Competition belongs to a patriarchal system. It is a divisive practice that pits people against each other causing dualism, instead of Unity Consciousness. It says that in order for one person to win and experience glory another person must lose and experience shame and or humiliation. Competition tells us that there are good and bad losers. It reflects on stories of underdogs (losers) who become winners, therefore, humbling another person (usually an arrogant behemoth) or a bully who is merely a victim of a wounded society.
I scoffed years ago when I found out that parents and teachers were removing the competition model from schools so that every kid could feel like a winner. But that was a former version of myself who didn’t yet see the damage caused to us by the competitive model. Yet, I myself bore wounds from this model by living through an era where the Bell Curve was the standard with education.
Now, if any of you are old enough to remember the Bell Curve model, you’ll note that it gave an unfair advantage to middle class and upper class white children who were brought up in non-abusive or non-dysfunctional homes. And if a child did not have those advantages or were raised by immigrate parents who didn’t speak the dominant language of that society, they found themselves at the low end of the curve. Let’s not even get into children such as myself who also struggled with dyslexia who couldn’t compete or play the games (since we didn’t grasp the rules) and just ended up suffering from depression or with some kids low self-worth and addiction later in life.
Even as an adult, I have personally witnessed what competitions have done to my own sense of worth. I feel judged even if it’s just my work that goes through a jury process. And the thing about some competitions is that they are arbitrary and often subjective. And why are we allowing others to judge our work in the first place? And yet, I have learned this lesson the hard way with wear and tear on my soul.

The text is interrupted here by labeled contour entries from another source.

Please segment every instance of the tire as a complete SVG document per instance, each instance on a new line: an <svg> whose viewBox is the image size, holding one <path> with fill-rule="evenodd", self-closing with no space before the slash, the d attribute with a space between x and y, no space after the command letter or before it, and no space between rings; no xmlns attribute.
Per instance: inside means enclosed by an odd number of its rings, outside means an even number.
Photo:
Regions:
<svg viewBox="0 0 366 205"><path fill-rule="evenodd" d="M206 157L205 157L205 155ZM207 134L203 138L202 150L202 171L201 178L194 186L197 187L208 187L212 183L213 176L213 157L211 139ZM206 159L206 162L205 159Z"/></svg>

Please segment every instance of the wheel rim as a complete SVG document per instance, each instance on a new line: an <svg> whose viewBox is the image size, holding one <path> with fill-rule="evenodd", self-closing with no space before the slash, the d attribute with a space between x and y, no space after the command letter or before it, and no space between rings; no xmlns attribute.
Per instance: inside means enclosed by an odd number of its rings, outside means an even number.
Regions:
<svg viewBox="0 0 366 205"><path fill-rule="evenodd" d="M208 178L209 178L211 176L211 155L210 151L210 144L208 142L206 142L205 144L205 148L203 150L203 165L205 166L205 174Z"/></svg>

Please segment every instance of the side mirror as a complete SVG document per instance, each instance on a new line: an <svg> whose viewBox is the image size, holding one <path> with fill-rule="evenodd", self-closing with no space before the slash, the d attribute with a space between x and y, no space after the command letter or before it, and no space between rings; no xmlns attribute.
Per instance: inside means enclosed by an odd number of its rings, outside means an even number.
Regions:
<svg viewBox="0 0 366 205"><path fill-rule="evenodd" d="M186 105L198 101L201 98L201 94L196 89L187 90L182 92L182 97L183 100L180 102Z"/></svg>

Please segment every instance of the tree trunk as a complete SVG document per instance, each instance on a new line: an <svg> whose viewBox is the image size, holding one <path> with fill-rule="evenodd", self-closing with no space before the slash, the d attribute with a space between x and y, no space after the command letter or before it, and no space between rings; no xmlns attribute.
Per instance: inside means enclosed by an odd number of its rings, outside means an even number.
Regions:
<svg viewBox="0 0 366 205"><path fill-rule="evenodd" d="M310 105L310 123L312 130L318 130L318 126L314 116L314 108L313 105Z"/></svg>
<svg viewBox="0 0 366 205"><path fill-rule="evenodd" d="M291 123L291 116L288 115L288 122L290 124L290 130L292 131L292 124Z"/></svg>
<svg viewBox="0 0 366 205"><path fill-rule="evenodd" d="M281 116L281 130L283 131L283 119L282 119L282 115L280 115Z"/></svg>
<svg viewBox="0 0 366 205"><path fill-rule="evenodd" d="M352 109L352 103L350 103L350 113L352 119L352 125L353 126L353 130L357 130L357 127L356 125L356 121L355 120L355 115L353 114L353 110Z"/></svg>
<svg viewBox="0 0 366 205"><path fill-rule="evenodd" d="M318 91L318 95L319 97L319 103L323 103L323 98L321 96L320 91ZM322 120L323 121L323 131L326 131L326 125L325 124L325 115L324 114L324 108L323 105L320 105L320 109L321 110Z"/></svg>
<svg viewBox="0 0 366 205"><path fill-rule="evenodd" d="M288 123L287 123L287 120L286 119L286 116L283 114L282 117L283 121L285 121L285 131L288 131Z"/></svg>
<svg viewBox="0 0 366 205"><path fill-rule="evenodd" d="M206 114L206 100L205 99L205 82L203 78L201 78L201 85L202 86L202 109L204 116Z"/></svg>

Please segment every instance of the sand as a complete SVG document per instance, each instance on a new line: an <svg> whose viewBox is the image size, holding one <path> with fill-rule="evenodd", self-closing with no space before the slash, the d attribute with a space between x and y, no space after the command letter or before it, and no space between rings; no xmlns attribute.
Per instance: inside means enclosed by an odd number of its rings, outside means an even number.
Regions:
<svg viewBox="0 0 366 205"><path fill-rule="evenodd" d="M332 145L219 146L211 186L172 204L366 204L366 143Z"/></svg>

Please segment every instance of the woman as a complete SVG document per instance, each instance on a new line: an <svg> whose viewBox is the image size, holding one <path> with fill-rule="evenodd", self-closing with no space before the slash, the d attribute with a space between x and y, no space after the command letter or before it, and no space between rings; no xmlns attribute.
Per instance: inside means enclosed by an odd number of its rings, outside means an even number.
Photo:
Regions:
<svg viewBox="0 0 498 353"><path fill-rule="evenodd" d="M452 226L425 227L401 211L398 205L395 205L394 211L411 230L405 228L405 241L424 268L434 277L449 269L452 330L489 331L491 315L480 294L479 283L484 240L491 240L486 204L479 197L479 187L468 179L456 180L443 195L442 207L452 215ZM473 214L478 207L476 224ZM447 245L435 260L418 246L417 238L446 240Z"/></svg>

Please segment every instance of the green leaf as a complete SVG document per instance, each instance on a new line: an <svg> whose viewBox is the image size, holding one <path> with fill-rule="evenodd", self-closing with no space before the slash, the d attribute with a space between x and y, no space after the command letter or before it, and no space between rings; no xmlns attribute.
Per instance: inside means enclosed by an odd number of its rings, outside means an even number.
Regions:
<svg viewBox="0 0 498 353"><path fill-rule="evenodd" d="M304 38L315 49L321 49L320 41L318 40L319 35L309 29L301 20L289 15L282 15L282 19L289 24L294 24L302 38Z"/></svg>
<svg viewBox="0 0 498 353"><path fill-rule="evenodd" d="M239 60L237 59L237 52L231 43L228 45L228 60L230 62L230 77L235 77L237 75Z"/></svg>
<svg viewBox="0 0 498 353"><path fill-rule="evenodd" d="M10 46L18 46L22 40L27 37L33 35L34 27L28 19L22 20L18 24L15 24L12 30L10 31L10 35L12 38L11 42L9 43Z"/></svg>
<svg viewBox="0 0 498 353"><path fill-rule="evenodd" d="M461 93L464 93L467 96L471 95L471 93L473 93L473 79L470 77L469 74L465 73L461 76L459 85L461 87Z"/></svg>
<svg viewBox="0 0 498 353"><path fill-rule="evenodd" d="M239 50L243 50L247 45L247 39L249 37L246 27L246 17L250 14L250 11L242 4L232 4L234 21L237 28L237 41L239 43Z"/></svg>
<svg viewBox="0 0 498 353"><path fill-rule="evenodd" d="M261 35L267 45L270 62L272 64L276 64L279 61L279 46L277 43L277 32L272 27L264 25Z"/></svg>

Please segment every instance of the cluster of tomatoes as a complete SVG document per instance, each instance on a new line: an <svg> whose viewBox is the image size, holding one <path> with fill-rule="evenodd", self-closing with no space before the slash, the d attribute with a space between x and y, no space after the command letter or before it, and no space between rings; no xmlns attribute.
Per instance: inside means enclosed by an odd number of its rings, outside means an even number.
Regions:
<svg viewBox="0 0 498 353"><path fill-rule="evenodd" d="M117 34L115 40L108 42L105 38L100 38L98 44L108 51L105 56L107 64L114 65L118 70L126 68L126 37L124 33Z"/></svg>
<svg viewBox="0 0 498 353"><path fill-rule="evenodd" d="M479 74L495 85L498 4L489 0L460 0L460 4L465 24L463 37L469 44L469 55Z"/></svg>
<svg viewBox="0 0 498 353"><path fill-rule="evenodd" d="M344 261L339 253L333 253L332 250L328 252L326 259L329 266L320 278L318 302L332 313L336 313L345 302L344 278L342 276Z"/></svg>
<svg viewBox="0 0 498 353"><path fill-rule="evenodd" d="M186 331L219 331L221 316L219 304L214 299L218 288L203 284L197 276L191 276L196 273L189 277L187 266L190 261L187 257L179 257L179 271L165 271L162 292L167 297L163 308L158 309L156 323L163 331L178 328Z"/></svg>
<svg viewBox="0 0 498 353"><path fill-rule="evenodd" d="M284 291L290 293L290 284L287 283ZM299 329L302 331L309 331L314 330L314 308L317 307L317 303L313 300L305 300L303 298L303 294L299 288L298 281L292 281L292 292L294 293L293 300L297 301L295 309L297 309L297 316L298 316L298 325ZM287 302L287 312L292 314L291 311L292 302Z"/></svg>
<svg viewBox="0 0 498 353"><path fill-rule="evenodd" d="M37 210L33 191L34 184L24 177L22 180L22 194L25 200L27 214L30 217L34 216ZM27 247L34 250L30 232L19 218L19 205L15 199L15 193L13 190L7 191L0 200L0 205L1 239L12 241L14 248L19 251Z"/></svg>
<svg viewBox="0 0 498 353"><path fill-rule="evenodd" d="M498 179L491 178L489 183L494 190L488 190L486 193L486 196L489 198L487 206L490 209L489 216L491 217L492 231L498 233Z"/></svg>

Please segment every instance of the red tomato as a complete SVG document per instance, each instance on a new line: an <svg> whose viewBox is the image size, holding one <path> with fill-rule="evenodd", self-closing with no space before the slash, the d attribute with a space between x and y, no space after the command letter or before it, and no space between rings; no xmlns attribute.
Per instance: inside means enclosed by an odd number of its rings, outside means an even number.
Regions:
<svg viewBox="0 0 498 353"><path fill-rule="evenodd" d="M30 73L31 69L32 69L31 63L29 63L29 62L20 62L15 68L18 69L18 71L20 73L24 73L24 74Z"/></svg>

On a grander scale, competition leads to the mayhem and madness of presidential elections, which in the US is fueled by unfair advantages doled out by bullies and ruthless narcissists who will do whatever it takes to win. There is a difference between politicians and political leaders with the first type in it for themselves with lying and cheating acting as the norm. Whereas, a political leader understands true democracy and cooperation.
In this new age, the cooperative model has returned to replace the competitive one. I leave you with movie trailers who argue the case for the cooperative model. If we want to create a healthier planet for future generations and live in peace during our time, we must examine competition and the dangerous effects it has on our well-being, and the destruction in wreaks on the planet.
We’ll probably always have competitive sports, but I’m talking more about day to day life where we compete for food, water, shelter and employment. If we heal ourselves of fears, lack and limitations, we transform the competitive model into the cooperative model. Let’s leave competition in the sports arena and stop competing with our neighbors; bothers and sisters. Divided we fall, united we stand.